Stressing the need for good schools that provide basic education to their children, the residents of Lungmaicham said the government school there only provides education up to standard IV. Thereafter children have to travel 4 km to Saiphung town. Many have dropped out of school for this reason.

The Biate are skilled weavers of handloom cloth and cane baskets. At the home of the local school headmaster, R.P. Durpui, the family pulled out a cream-coloured cloth with thin maroon stripes. A museum piece, it was made from locally grown white and red cotton.
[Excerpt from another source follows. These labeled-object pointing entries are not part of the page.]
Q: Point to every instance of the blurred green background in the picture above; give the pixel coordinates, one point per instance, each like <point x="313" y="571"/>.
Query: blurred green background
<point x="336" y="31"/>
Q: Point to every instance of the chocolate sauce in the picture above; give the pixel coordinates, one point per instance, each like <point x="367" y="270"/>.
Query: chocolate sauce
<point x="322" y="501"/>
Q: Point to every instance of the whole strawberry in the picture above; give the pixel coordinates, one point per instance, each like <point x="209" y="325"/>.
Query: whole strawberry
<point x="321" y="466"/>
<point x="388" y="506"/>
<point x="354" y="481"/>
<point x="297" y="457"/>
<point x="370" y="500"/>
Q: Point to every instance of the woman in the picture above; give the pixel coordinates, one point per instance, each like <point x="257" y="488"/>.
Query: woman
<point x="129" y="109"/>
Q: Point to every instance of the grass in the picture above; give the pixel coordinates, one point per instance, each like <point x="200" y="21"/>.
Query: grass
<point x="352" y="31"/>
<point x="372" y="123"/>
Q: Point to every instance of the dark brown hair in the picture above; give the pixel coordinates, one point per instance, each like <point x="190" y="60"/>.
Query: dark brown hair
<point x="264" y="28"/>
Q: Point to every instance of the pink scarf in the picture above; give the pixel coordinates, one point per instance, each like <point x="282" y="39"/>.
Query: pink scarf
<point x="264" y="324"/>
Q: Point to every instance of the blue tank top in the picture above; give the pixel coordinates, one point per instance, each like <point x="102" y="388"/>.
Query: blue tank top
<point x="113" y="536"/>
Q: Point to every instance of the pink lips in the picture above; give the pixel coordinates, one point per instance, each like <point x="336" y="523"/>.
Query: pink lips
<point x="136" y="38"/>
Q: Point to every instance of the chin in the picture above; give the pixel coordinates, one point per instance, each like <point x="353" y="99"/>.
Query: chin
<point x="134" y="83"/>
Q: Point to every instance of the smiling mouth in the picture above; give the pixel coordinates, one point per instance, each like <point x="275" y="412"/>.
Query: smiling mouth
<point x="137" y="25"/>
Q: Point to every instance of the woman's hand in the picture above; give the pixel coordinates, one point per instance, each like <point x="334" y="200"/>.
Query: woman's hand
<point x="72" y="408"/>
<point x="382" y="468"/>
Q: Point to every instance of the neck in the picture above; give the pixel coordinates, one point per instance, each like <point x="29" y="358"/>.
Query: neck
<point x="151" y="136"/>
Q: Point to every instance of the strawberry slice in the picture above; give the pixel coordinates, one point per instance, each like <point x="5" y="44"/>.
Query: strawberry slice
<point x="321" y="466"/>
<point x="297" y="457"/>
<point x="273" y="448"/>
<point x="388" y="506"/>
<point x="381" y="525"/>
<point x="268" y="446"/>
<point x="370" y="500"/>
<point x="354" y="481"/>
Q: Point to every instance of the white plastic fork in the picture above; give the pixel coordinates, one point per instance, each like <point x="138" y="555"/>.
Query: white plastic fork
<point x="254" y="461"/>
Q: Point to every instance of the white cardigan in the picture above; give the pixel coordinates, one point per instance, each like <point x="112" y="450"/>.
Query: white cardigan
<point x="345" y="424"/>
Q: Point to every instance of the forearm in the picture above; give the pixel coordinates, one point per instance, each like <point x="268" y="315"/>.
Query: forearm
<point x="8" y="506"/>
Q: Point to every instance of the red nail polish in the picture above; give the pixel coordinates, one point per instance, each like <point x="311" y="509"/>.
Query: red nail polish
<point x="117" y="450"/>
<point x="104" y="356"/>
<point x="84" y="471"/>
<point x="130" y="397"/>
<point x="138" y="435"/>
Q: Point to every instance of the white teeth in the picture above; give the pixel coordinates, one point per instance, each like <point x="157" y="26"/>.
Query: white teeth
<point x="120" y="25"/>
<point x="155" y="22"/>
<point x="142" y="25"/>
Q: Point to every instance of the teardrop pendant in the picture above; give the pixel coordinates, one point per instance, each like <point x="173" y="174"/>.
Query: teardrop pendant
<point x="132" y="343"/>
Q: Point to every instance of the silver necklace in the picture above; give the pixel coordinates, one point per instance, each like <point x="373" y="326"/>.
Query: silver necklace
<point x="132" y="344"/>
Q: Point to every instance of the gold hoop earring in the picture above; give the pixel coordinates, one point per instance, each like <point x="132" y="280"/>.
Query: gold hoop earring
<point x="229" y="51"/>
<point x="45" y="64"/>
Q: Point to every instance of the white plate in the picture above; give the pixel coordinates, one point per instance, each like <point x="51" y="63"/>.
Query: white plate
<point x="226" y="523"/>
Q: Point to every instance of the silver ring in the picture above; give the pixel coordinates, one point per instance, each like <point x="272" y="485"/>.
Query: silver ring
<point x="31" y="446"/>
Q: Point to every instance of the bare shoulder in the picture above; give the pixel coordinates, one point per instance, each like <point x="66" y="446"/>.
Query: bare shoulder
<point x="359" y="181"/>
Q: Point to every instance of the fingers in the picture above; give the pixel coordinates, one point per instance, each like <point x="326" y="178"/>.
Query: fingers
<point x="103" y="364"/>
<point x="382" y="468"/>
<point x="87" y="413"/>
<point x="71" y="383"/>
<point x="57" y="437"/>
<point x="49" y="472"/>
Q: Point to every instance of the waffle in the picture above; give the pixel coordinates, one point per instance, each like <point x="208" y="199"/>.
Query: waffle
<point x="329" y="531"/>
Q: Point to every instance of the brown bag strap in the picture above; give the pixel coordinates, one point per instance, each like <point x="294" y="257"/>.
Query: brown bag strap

While the white cottonseed may still be available, the red cottonseed is probably extinct, Durpui said.

The `puan pui' a thick white cotton quilt made as a wedding gift for a daughter, the finely woven cane floor mats, moorahs (stools) and baskets are other hand-made products used in a Biate household. If guided properly, these skills can supplement the Biate effort in holding fast to their culture, which in turn protects their environment.

Contrast this with the situation in Ladrymbai, where Augustine Hkydait, a coal-mine owner and member of the Good Shepherd Parish, says that many like him are forced to exploit the coal in the absence of any alternative means of livelihood. The government has failed to develop small-scale industries or the knowledge and skills base of people. Meanwhile, in selling off their forests and land for the coal business, he and his people are destroying the future of their children, he rues.

"We envisage that a time will come when the water runs out and we will have to leave this area. The rich are already moving to Jowai or Shillong. But where can we go? We will be like anyone else, nomads who live as refugees in our own homeland. Can you please send some police and army to defend us?" pleads Chelis Chyrmand.

The situation is a pointer to what the future holds for the northeastern region as it opens its borders for trade between India and Southeast Asia and the exploitation of its natural resources comes under increasing scrutiny both by the local people and others. At stake here are the last vestiges of the biodiversity gene pool remaining on this planet, as also the survival of a people whose traditional culture and wisdom have so far sustained it.